After a Clay Matthews sack knocked Kolb out of the game with a concussion, Michael Vick came in and began a season that saw him rise to MVP candidate before the Vikings ended that by beating the snot out of him a week ago.
The Eagles lost to the Packers 27-20, but Vick almost led them to a comeback win. He passed for 175 yards and ran for 103 yards in about a half of work.
"Philly is a different team than they were the first game," Packers cornerback Charles Woodson said. "Vick almost brought his team back to a victory. We know what he brings to the table. But we feel good about our chances in the playoffs."
Vick took a terrible beating by the Vikings in a surprising loss last week at Philly. He didn't play in Sunday's loss to the Cowboys because of a quadriceps injury and the fact the Eagles didn't need to win the game.
Will Vick by rested or rusty and still hurting? Who knows, but the Packers threw about as many pressure packages at Cutler last night as the Vikings threw at Vick a week ago.
I asked Woodson if the Packers could learn anything from the way the Vikings played Vick.
He sort of curled up his nose and said, "I think we can learn from the way we played the Bears tonight. If we play like that again next week, we'll be OK."
One doesn't have to look far into history for evidence that a No. 6 seed can win the Super Bowl. In 2005, the Steelers were the last team to get in. Then they ran the table on the road and won the Super Bowl.
Offensively, the 2005 Steelers and 2010 Packers have very little in common. The 2005 Steelers were a powerful running team in the final season of Jerome Bettis' career.
However, defensively, the teams are quite similar. The Packers are rolling defensively under defensive coordinator Dom Capers, a former Steelers defensive coordinator.
In 2005, the Steelers gave up 258 points to rank third in scoring defense. This year, the Packers gave up 240 points to rank second in scoring defense. Only the Steelers (232 points) gave up fewer points than the Packers this season.
It will be tough for the Packers to go far in the playoffs without a running game. But if the defense plays the way it has throughout much of this season, the Packers can overcome a lack of a running game.

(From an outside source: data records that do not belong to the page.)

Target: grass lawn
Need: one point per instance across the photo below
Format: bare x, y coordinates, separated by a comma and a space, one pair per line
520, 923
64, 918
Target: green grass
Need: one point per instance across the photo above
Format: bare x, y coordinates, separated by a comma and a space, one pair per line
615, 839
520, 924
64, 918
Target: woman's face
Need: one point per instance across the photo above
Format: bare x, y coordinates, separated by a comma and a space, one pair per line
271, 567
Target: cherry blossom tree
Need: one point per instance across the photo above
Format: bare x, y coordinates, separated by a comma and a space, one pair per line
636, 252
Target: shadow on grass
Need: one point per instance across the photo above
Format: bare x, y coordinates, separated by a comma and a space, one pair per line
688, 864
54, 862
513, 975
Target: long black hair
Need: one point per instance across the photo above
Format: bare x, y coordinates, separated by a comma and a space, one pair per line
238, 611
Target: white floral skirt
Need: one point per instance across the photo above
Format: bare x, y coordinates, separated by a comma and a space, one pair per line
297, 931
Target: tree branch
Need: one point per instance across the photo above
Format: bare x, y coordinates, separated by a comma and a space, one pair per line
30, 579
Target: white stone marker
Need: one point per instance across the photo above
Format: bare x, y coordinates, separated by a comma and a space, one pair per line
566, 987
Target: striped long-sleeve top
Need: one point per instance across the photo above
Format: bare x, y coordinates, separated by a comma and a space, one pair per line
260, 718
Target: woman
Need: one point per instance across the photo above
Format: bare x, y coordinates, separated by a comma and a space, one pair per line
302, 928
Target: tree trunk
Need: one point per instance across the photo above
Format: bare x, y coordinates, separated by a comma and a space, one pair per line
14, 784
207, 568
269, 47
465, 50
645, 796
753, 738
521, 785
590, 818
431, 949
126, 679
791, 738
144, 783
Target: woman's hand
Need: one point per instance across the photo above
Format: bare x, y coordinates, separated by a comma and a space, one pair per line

From what I saw of Joe Webb's second start, he looked a lot more like a rookie than he did the week before in Philadelphia. But that's OK. He still showed more poise and instincts in two games than Tarvaris Jackson showed in five years. Webb has a future in this league, and it's at quarterback, not receiver or kick returner.
However, I can't see the Vikings heading into training camp without a veteran QB to at least compete with Webb.
And, no, under no circumstances should the Vikings get involved with Brett Favre for a third season. They need a someone who will participate in the offseason activities, assuming there isn't a lockout, of course.
Heading into the draft, the Vikings still have to be thinking QB if they feel there's one there worth picking. But Webb's promise allows them, I think, to not lose sight of the fact that there's a lot of holes throughout the roster, particularly at defensive back.